Dear brethren, if such is the security and happiness of the saints, oh, let us never forget the price of our redemption. The blessed Jesus came into this world, not to teach men husbandry, or the mechanical arts – not to instruct them in politics, or any of the branches of science or natural philosophy; he never taught man the use of the magnet, or the mariner’s art. No; these things are good and profitable among men, but infinitely beneath the cause that Jesus came to espouse. He came to do the will of him who sent him, and to finish his work – to magnify his law, to clear his amiable character, to make a display of his excellent perfections, to build up truth, to expose sin, conquer Satan, and save sinners by his blood. Oh, how immense the love! how free the grace! how inexpressible the kindness! how painful the conflict! how interesting to us, and how triumphant to himself, the victory! The bleeding victim, slain under the Mosaic institution, the blood and smoke of the Jewish altars, but feebly pointed out the great offering of Christ, to make atonement for the sins of men.
Let Arians, Socinians, or any others, undervalue the bloody sacrifices and vicarious sufferings of the God-man, Christ Jesus, yet on this foundation we trust our souls, and humbly hope to spend a long eternity in finding out this knowledge of witty inventions, and adoring the wisdom, love and grace, which we never expect, nor ever wish to comprehend.
Since our last association, our dear brother, Rev. Joshua Morse, of Sandisfield, has departed this life. He began the work of the ministry in his youth, has followed it with unwearied zeal, solemn devotion and practical piety, to a good old age, and died in the triumphs of faith. We have gospel grounds to believe that, while we are associating here on earth, and see his Beat empty among us, he is associating with the saints in heaven, and filling his seat among the servants of the Lord, and has heard and received the blessed plaudit: “Well done, good and faithful servant; because thou hast been faithful over a little, I will make thee ruler over much. Enter thou into the joy of thy Lord.” Oh! may all of us, who are called upon to minister in holy things, be faithful unto death, that we may receive a crown of life. And may the Lord raise up and send forth able, wise, spiritual, and faithful laborers into his vineyard.
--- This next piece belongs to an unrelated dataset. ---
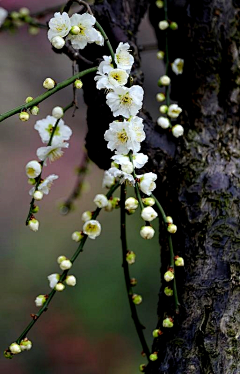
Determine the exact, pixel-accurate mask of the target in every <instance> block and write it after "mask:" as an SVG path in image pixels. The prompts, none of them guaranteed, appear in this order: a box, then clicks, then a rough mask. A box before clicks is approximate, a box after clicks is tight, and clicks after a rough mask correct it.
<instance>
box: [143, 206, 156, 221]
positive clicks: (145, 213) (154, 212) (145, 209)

As to the state of our churches, there is nothing-very flattering, nor is there anything peculiarly discouraging. A worldy, careless spirit too much abounds in general; but there are some revivings. Upon the whole, we can say “the Lord reigns,” and his word of revelation recommends itself to us with satisfactory evidence. The preceding minutes will give any curious inquirer the number of our churches, and what alterations have taken place since our last anniversary.
In this present session, moderation and good order have presided, and some quickenings of the Holy Spirit. And may the word and spirit of the living God be our guide and comforter forever. Amen.*
Elder John Leland
The Writings of the Late Elder John Leland
Published originally 1845
Pages 230 – 232
* It is possible some alterations were made in this, and perhaps, also, the other associational letters, by the bodies for which they were prepared; but what these changes were, we have now no means of ascertaining.